The ticket will (and has), however, keep me from drinking anything in party scenarios or with large groups until next year. That was the advice the cop gave me anyway, but it didn’t stop him from writing a ticket (which i’m pretty certain he only did because they didn’t nab any other underage drinkers. They were hoping to catch quite a few, i imagine, and this is Wisconsin—cops know everyone drinks before they’re 21, and i’m certain 90% of them did too).

I whole-heatedly agree with the foreign posters that the drinking age is much too high in the US (you’re legally an adult and can make all your own decisions at 18…except when it comes to alcohol? and, well, renting cars, but i think that’s a policy of the businesses, not a law).
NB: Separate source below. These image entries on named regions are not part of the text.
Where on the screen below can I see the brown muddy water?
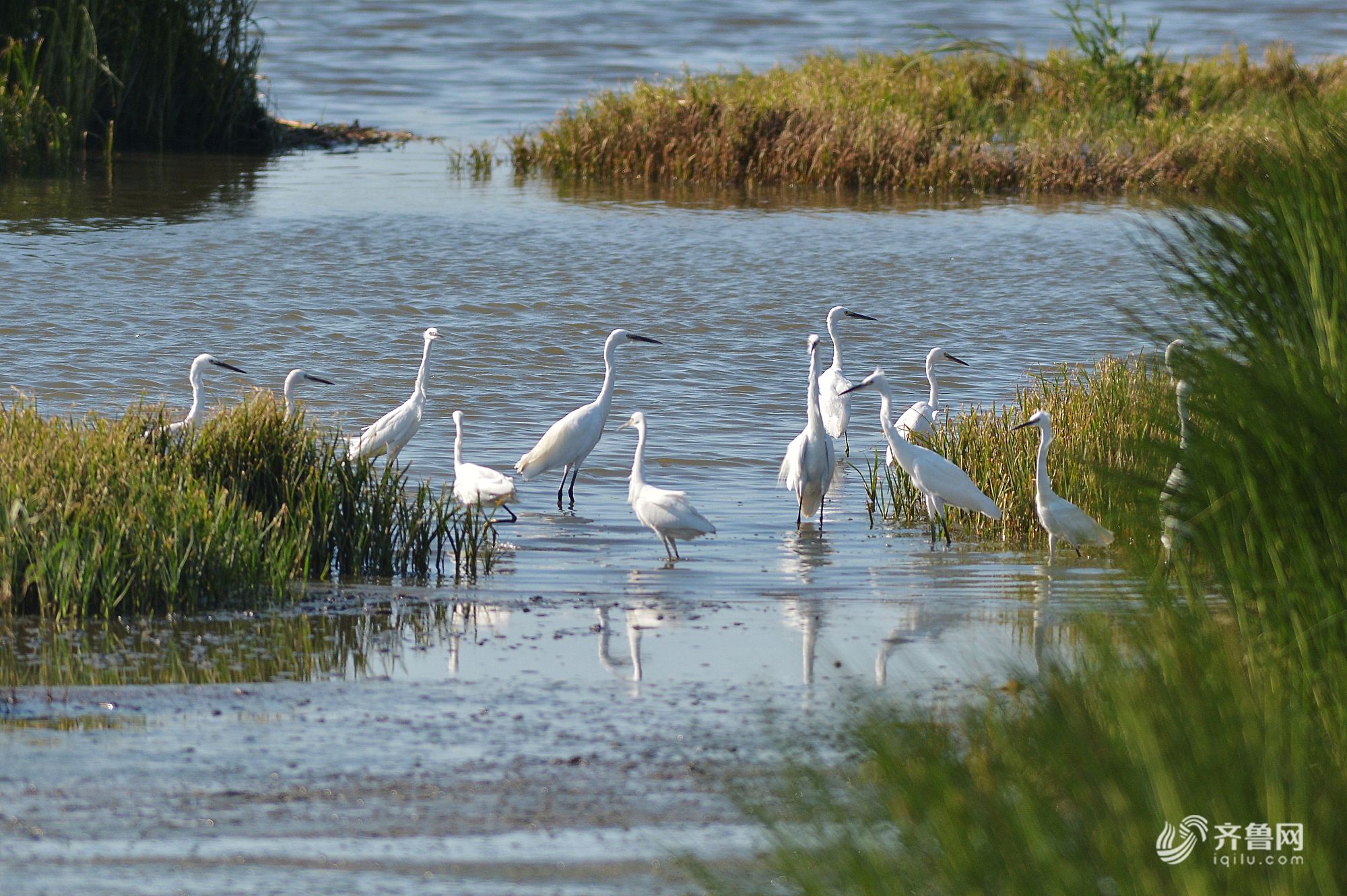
[7,0,1347,895]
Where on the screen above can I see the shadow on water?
[0,153,275,236]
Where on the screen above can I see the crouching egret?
[850,368,1001,545]
[618,411,715,559]
[819,306,874,453]
[1010,411,1113,562]
[515,330,663,510]
[286,368,337,417]
[776,334,836,531]
[1160,339,1192,557]
[885,346,968,467]
[348,327,439,462]
[166,354,247,435]
[454,411,519,522]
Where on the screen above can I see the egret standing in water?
[1010,411,1113,562]
[454,411,519,522]
[1160,339,1192,557]
[618,411,715,559]
[286,368,337,417]
[850,368,1001,546]
[515,330,663,510]
[776,334,836,531]
[889,346,968,438]
[819,306,874,453]
[167,354,247,435]
[349,327,439,464]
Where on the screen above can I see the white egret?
[286,368,337,417]
[454,411,519,522]
[1010,411,1113,562]
[1160,339,1192,555]
[851,368,1001,545]
[819,306,874,453]
[885,346,968,467]
[515,330,663,508]
[166,354,247,435]
[349,327,439,462]
[776,334,836,531]
[618,411,715,559]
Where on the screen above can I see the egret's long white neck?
[183,365,206,424]
[628,421,645,500]
[828,315,842,370]
[594,337,617,420]
[927,355,940,411]
[1034,427,1055,495]
[415,339,434,400]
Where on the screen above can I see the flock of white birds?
[160,306,1169,559]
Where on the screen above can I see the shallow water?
[0,0,1315,893]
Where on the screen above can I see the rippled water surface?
[0,0,1315,893]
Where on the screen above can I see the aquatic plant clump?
[512,5,1347,194]
[858,355,1176,545]
[0,393,496,616]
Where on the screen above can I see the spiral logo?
[1156,815,1207,865]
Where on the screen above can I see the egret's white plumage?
[286,368,337,417]
[515,330,661,507]
[776,334,836,528]
[454,411,517,522]
[886,346,968,467]
[166,353,247,435]
[851,368,1001,545]
[349,327,439,462]
[618,411,715,559]
[1013,411,1113,561]
[1160,339,1192,554]
[819,306,874,452]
@whyigottajoin: the first place I drank was in Germany. It was there I learned that drinking could be fun, relaxed social activity, not the sh*tstorms for parties high school kid have in the US. I also noticed that it really helped breach social gaps among teens—if they could all drink together in public and have a good time, no one cares what clothes you’re wearing (unless they’re complimenting).

@FishGutsDale (and everyone else), so the trial was not with a judge, but the Commissioner. So, this meant that I could only plead guilty or not guilty, and if I wanted to contest the charge I’d have to set up a REAL court date, for which i’d have to pay court fees. Basically, even if the judge would have dropped the charge, there’s no way I could have gotten out of this without paying some sort of fine…. because such are the workings of the US court system. And people wonder why there are so many poor people in jail…

So, I just pleaded guilty and went with the class option and reduction. I now have 6 months to pay $140 and to take the class, which at the cheapest option is $45, and I’d need to find a way to get to Adams, WI… wherever that is.

lillycoyote's avatar

@ntron933 Well, it’s unfortunate but shit happens and you just kind of have to roll with it. There are rules and laws in the world and right or wrong, there are consequences when you break them. I got arrested, the only time I have ever been arrested, when I was 18, the spring semester of my senior year in high school, when I tried to get fake ID at the DMV with someone else’s birth certificate. It was unpleasant, and the consequences were unpleasant in so many ways. But those are the breaks and it eventually turned out not to be the end of the world.